Guest researcher Giulia Garofalo Geymonat is a Marie Curie Postdoctoral Research Fellow at the Department of Gender Studies, Lund University. Her recent publication Vendere e comprare sesso. Piacere, lavoro, prevaricazione (Selling and Buying Sex. Pleasure, Work, Abuse of Power), Il Mulino, Bologna 2014, reflects her knowledge of the differences among European countries as well as her experience engaging with a variety of audiences, including policy-makers, NGOs and the general population. Recently her work has expanded outside of Europe to include the study of the social organization of gender and sexuality in urban South Korea.

Giulia has published on issues such as exploitation, stigma, violence, and organized resistance in the sphere of sexuality and commercial sex, with particular emphasis on grassroots organizing and on the impact of policies on gender, migration, and dis/ability.

Giulia’s research is led by a concern to understand the experiences of marginalized groups and she has developed an expertise in researching sensitive subjects through participant observation and research-action. Her PhD on the Political Economy of Sex Work in Europe included extensive fieldwork among sex work projects, anti-trafficking projects, and sex workers’ rights groups in Italy, the Netherlands, the UK and France. Drawing from a background in economics (BA&MA Bologna) and in gender studies (LSE and Utrecht University), her work is theoretically informed by feminist and queer traditions with an intersectional materialist orientation. She describes her current project:

"While the sexuality of people with disabilities has been included within the human rights agenda (UNCRPD 2006), the disability movement across Europe claims the issue has not been sufficiently addressed by research and policy, and has specifically demanded a change in the attitudes of health care professionals that would allow access to more accurate and practical education as well as to realistic sexual options for disabled people.

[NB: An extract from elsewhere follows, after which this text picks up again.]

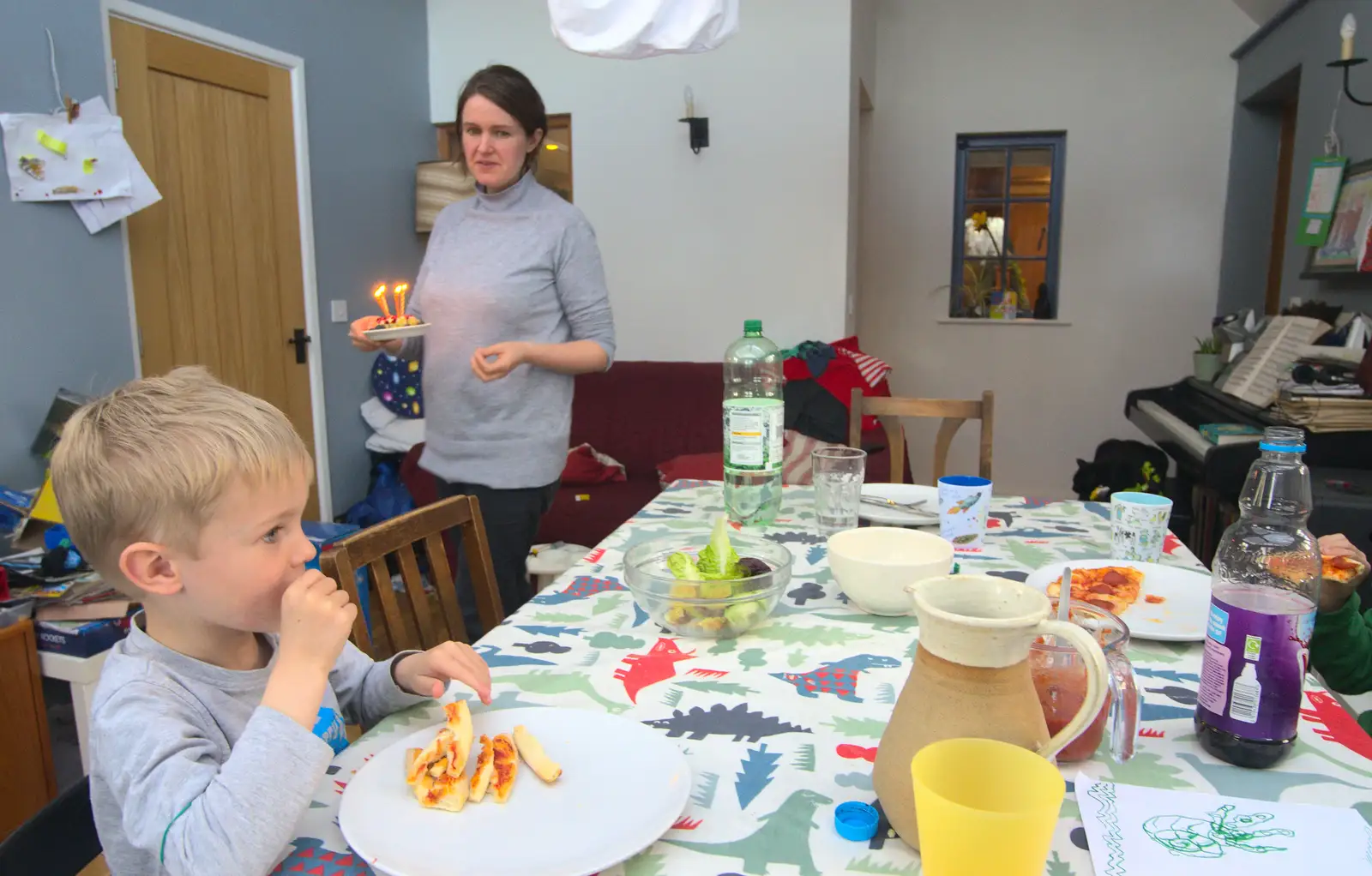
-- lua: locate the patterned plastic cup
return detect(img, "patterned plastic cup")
[938,474,990,551]
[1110,492,1171,562]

This has exposed the problematic role that assistants, family and partners might be asked to play in supporting this access. In some countries, professionalization has been identified as one of the solutions to these tensions, with specialized providers offering ‘sexual assistance’. My research aims at furthering the empirical knowledge of this controversial practice by exploring the case of a European country where training classes are offered to sexual assistants, and of another European country, where sexual assistance is not legal but has entered the policy agenda following visible grassroots mobilizations started in the last few years. The project includes in-depth interviews with people with disabilities and sexual assistants, as well as participant observation with associations active in the field."